Jungfräuliche Urwälder sowie einige gar nicht so jungfräuliche Damen sind die Pole,
zwischen denen sich die jetzt in der Galerie Holbein4 ausgestellten Brasilien-Gemälde des Berliner
Künstlers Reinhard Stangl bewegen. Erst vor Kurzem ist der 1950 in Leipzig geborene Maler aus
diesem südamerikanischen Land zurückgekehrt. Mit einem breiten stilistischen Vokabular
entwickelt er eine schwermütige Sicht auf Brasilien, orientiert sich an den im portugiesischen Fado
besungenen "Saudades".
Mit expressiv flackerndem Licht und locker gesetzten Pinselstrichen gelingen ihm einige reizvolle
Ansichten der urtümlichen lichtüberfluteten brasilianischen Landschaft bei Tag und der von
dunklen Nachtbars und Boudoirs beherrschten Stadt bei Nacht.
Es ist wichtig für Künstler - auch für die, die lange im Geschäft sind - immer
wieder etwas Neues auszuprobieren, sich von Stilkorsetts zu befreien.
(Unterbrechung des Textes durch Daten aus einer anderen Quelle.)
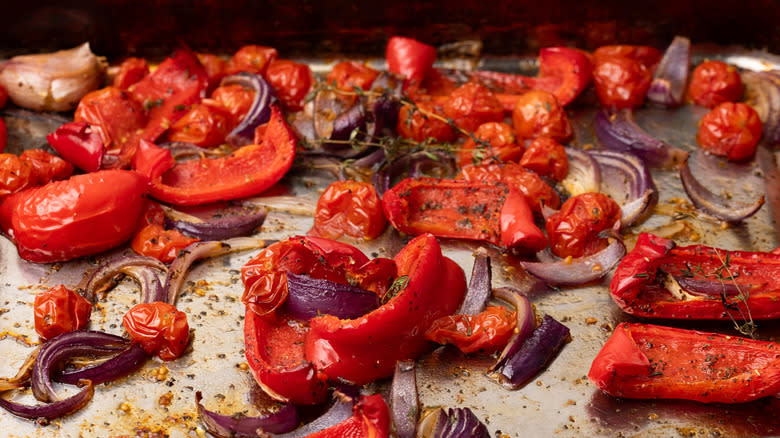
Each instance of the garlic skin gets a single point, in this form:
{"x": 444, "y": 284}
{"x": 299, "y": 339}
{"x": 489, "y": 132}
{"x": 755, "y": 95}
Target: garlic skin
{"x": 52, "y": 81}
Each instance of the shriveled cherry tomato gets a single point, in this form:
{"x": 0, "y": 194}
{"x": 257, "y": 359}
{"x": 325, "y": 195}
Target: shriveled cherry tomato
{"x": 487, "y": 331}
{"x": 538, "y": 113}
{"x": 205, "y": 125}
{"x": 471, "y": 105}
{"x": 415, "y": 124}
{"x": 497, "y": 145}
{"x": 83, "y": 215}
{"x": 546, "y": 157}
{"x": 730, "y": 130}
{"x": 349, "y": 207}
{"x": 251, "y": 59}
{"x": 131, "y": 70}
{"x": 715, "y": 82}
{"x": 291, "y": 80}
{"x": 159, "y": 327}
{"x": 236, "y": 99}
{"x": 621, "y": 82}
{"x": 573, "y": 230}
{"x": 60, "y": 310}
{"x": 15, "y": 174}
{"x": 46, "y": 167}
{"x": 154, "y": 240}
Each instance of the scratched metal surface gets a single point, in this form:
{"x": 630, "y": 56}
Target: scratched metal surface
{"x": 159, "y": 400}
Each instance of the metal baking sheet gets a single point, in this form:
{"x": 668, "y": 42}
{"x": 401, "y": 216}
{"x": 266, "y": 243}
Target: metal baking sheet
{"x": 159, "y": 400}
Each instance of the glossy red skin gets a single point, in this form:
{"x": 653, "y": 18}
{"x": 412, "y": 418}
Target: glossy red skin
{"x": 349, "y": 207}
{"x": 647, "y": 361}
{"x": 84, "y": 215}
{"x": 367, "y": 348}
{"x": 60, "y": 310}
{"x": 45, "y": 166}
{"x": 637, "y": 290}
{"x": 537, "y": 113}
{"x": 487, "y": 331}
{"x": 502, "y": 146}
{"x": 621, "y": 82}
{"x": 160, "y": 328}
{"x": 131, "y": 70}
{"x": 730, "y": 130}
{"x": 248, "y": 171}
{"x": 714, "y": 82}
{"x": 471, "y": 105}
{"x": 370, "y": 419}
{"x": 291, "y": 80}
{"x": 573, "y": 230}
{"x": 547, "y": 158}
{"x": 78, "y": 143}
{"x": 409, "y": 58}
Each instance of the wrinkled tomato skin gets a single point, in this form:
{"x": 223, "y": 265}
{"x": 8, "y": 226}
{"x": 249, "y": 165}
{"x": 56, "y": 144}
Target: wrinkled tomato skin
{"x": 60, "y": 310}
{"x": 471, "y": 105}
{"x": 487, "y": 331}
{"x": 730, "y": 130}
{"x": 714, "y": 82}
{"x": 416, "y": 125}
{"x": 501, "y": 146}
{"x": 349, "y": 207}
{"x": 292, "y": 82}
{"x": 159, "y": 327}
{"x": 573, "y": 230}
{"x": 538, "y": 113}
{"x": 621, "y": 82}
{"x": 547, "y": 158}
{"x": 84, "y": 215}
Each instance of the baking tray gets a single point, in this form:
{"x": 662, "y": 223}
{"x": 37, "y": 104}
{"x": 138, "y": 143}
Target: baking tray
{"x": 159, "y": 399}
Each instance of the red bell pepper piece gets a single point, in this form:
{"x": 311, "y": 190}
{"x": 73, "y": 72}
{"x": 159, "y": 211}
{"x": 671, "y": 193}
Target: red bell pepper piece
{"x": 460, "y": 209}
{"x": 658, "y": 280}
{"x": 564, "y": 72}
{"x": 653, "y": 362}
{"x": 79, "y": 144}
{"x": 365, "y": 349}
{"x": 248, "y": 171}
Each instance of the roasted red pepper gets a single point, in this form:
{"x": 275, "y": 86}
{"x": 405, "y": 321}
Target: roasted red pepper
{"x": 246, "y": 172}
{"x": 498, "y": 214}
{"x": 658, "y": 280}
{"x": 364, "y": 349}
{"x": 649, "y": 361}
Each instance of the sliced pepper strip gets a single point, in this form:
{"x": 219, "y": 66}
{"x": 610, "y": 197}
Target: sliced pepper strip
{"x": 248, "y": 171}
{"x": 365, "y": 349}
{"x": 650, "y": 362}
{"x": 658, "y": 280}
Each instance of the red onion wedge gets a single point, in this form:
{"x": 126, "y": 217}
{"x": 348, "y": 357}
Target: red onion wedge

Ausstellen soll man sie aber erst,
wenn sie eine gewisse Reife erreicht haben. Stangls Stärke liegt in einer dichten, fast grafischen
Zeichenhaftigkeit, in Arbeiten, in denen Motiv und Grund eine geheimnisvolle und lyrische Beziehung
eingehen. Hier fällt eine angestrebte schweißtreibende erotische Sinnlichkeit zumindest
überzeugender aus als in anderen Bildern, die mit publikumswirksamen Klischees zwischen
Impressionismus und Pop flirten. Die ursprüngliche Kraft jener ersten Bilder wird hier nicht
erreicht, und die Resultate fallen eher flach oder gar plump aus. Und das hat er nicht nötig. Denn
gekonnt sind die Bilder dieses erfahrenen und sensiblen Malers schon, nur manchmal auch etwas zu sehr
gewollt.
"Reinhard Stangl - Saudades", bis 12. Juli in der hannoverschen Galerie Holbein4, Holbeinstr.
4, dienstags, donnerstags, freitags 10 bis 18.30 Uhr, mittwochs 10 bis 13 Uhr.